Not choosing is a choice in itself. When you don’t consciously make a choice someone or something else will. Of course you are free to decide to let others or the circumstances make the choices for you and see where it gets you. However, when you do so, it doesn’t excuse you from the responsibility over your live. If you choose to let other people and circumstances make the choices for you, you have to accept the consequences of this. You can’t blame others or the circumstances if things don’t end up like you wanted. It was your choice not to take control in the first place. In order to really be free to shape our destiny you first need to commit to making your own choices. This means accepting full responsibility for your choices, both those you made and failed to make.

You are responsible for everything you do and what happens to you simply because you have to live with the consequences. Even when something out of your control happens to you and gets in the way of your plans you are the one responsible for dealing with it. This because it is your life and the unexpected obstacle towards reaching your goals affects you. You can ask for help but you still need to take the initiative.


Why I’m an existentialist

Existentialism was briefly a rage in the 20th century but seemed to have died out a bit. In short it comes down to this: Existence is the starting point; meaning has to be assigned to it. One big shadow that loomed over the existential movement which might have scared people away was the idea of existential angst than comes from the realization that we are just here for no reason. However it’s not that gloomy as it initially looks. Existential angst is nothing but boredom. Since there is no reason for us to be here, we are free to choose what we want to make of our lives.

Existentialism is the philosophical view of the world that is best aligned with our current scientific understanding of the world. It looks at the universe for what it is based on what we can observe by scientific exploration. It doesn’t assume there is some kind of higher power looking out for us or expect an everlasting afterlife in paradise to make up for the tough existence we experience now. It doesn’t view this life as a waiting room or some test to pass.

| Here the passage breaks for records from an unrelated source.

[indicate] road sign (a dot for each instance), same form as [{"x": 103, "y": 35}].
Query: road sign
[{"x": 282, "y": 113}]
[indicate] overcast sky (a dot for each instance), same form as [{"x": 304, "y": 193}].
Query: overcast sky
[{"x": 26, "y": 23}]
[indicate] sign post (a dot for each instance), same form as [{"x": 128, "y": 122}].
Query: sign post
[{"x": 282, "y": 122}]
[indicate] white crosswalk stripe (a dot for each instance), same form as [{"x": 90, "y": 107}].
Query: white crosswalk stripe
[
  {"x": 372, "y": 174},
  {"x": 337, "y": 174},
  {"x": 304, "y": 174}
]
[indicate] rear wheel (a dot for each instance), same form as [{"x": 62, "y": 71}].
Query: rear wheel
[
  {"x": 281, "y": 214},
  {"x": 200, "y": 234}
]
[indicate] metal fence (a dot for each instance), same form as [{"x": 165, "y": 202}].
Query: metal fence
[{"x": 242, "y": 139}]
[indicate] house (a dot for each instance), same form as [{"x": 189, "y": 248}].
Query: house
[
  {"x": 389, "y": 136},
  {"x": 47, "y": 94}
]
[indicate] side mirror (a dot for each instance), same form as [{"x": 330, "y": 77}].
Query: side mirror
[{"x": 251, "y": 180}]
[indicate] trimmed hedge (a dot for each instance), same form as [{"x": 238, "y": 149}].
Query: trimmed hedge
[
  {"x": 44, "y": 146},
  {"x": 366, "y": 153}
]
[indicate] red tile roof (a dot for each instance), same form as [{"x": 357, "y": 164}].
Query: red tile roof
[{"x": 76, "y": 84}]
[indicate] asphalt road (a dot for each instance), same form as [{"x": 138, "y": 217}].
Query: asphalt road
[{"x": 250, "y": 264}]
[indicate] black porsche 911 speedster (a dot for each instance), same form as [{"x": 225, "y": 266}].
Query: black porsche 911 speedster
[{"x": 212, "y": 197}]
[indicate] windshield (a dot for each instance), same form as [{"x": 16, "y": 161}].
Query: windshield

It does away with any wishful thinking or false hope. The existentialist looks at problems for what they really are and deals with them head on instead of running away from them or accepting them by fooling himself that it’s for some greater good. Instead of praying for things to change for the better he or she tries to find out what is causing the problem and what  he or she can do about it. The existentialist accepts that we are fully responsible for our own lives and actions. It’s up to us to deal with the challenges we face.

The existential view is not a pessimistic one but a realistic one. The universe doesn’t owe us anything; we don’t get what we deserve but what we settle for. Life comes without any guarantees of comfort or happiness. If we want anything we need to make it happen. Yes life is tough, but we can adapt to it and become stronger. We come equipped with a brain that has evolved to deal with challenges; we have to use it if we want to make life as pleasant and good as possible.

We can live a meaningful life by setting goals we want to achieve. Instead of merely surviving we can choose to set out on a quest to realize our dreams. We are free to choose how we spend our lives within the limits that the laws of nature and society impose on us. Even though the possible moves might be limited, they can be combined in an infinite amount of ways.